U.S. SEC to consider new restrictions on company insiders’ trading plans
The head of the U.S. Securities and Exchange Commission said on Monday he has asked staff to tighten up a legal safe-harbor that allows corporate executives to buy or sell company stock without running afoul of insider trading laws.
The “Rule 10b5-1” trading plans allow insiders to execute trades in the company’s stock on a pre-determined future date, providing legal protection against potential allegations of insider trading on material nonpublic information.
Progressive Democrats and consumer advocates have long complained the rules for adopting, amending or canceling trades are far too lax, allowing insiders to game the system and reap windfalls at the expense of ordinary investors.
SEC Chair Gary Gensler said on Monday that SEC staff should consider tougher restrictions on such changes and increased transparency.
“When insiders or companies adopt 10b5-1 plans, there’s currently no cooling-off period required before they make their first trade,” Gensler said at the Wall Street Journal’s CFO Network event. “I worry that some bad actors could perceive this as a loophole to participate in insider trading.”

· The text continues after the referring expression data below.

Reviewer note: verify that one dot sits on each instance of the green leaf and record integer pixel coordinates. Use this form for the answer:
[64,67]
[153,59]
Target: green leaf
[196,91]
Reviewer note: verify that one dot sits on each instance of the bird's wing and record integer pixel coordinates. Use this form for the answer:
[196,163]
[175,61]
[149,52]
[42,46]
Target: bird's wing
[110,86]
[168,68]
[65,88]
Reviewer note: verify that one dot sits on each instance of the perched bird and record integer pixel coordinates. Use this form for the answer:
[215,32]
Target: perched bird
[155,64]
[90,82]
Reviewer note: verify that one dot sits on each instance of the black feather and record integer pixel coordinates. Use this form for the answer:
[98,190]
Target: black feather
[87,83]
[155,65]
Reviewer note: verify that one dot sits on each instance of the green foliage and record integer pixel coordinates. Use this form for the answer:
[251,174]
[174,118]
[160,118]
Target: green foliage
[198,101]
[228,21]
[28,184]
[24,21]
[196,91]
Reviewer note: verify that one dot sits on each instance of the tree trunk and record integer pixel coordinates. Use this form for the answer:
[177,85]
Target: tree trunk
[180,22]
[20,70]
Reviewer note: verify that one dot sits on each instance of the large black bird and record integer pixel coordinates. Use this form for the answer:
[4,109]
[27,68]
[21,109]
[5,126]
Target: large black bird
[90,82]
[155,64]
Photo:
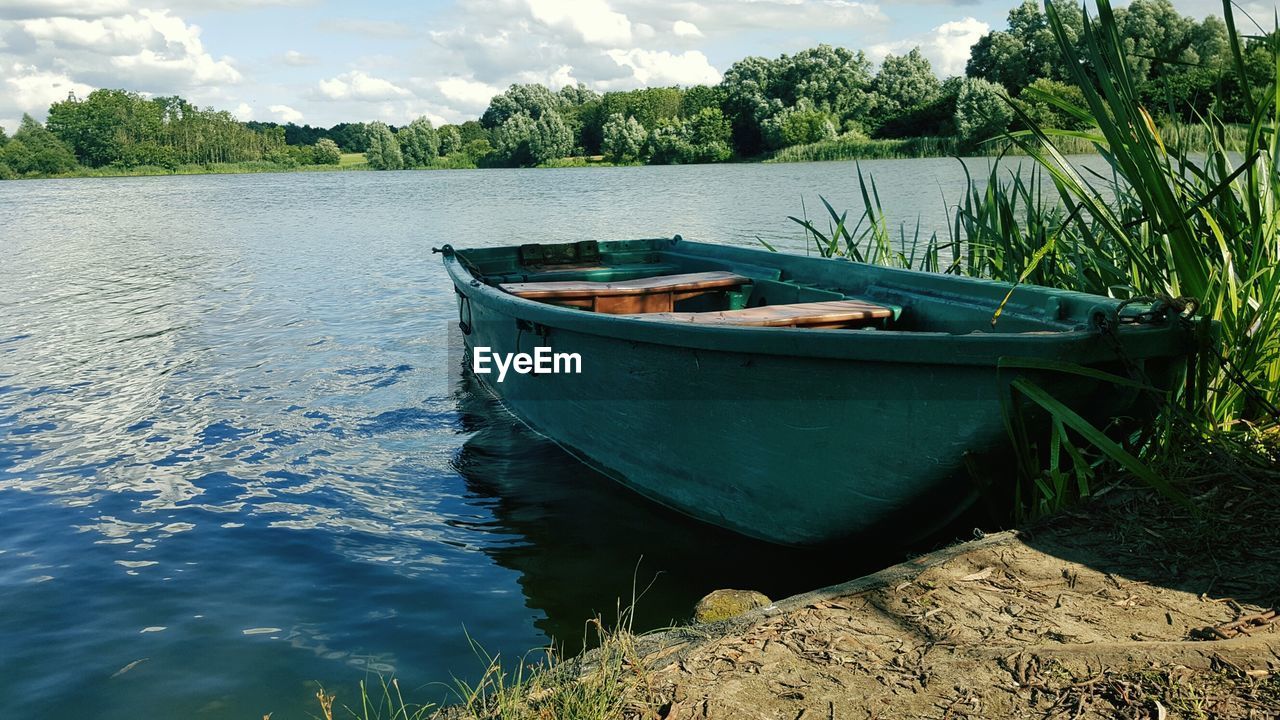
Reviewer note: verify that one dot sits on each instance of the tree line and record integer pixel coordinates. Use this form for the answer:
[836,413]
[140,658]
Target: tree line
[762,105]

While the rules do not treat canceling a trading plan as a securities transaction, Gensler added that doing so may be “as economically significant as carrying out an actual transaction.”

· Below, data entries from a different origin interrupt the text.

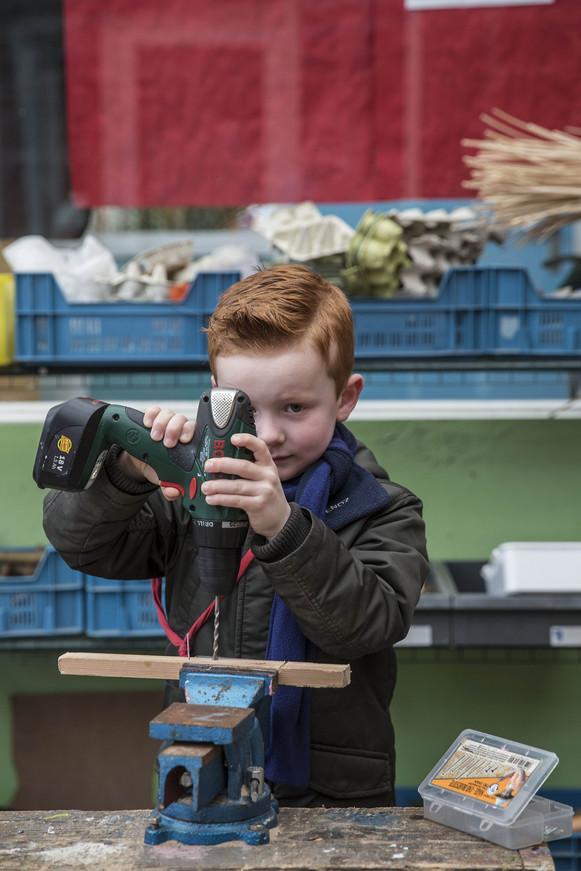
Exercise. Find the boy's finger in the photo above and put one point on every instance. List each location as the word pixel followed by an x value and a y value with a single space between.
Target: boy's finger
pixel 150 415
pixel 173 430
pixel 188 431
pixel 254 445
pixel 232 466
pixel 160 423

He had also asked staff to consider more robust disclosures regarding the adoption, modification and terms of the trading plans. An SEC proposal could also curb the number of plans executives can set up and reduce the risk of improper trading by requiring insiders to wait up to six months after a plan’s conception before trading, he added.
Dennis Kelleher, head of Washington-based nonprofit Better Markets, said the proposed changes were long overdue.
“Executives have been able to game the system, including engaging in de facto insider trading, by creating, changing, and canceling these stock trading plans in secret and virtually at will.”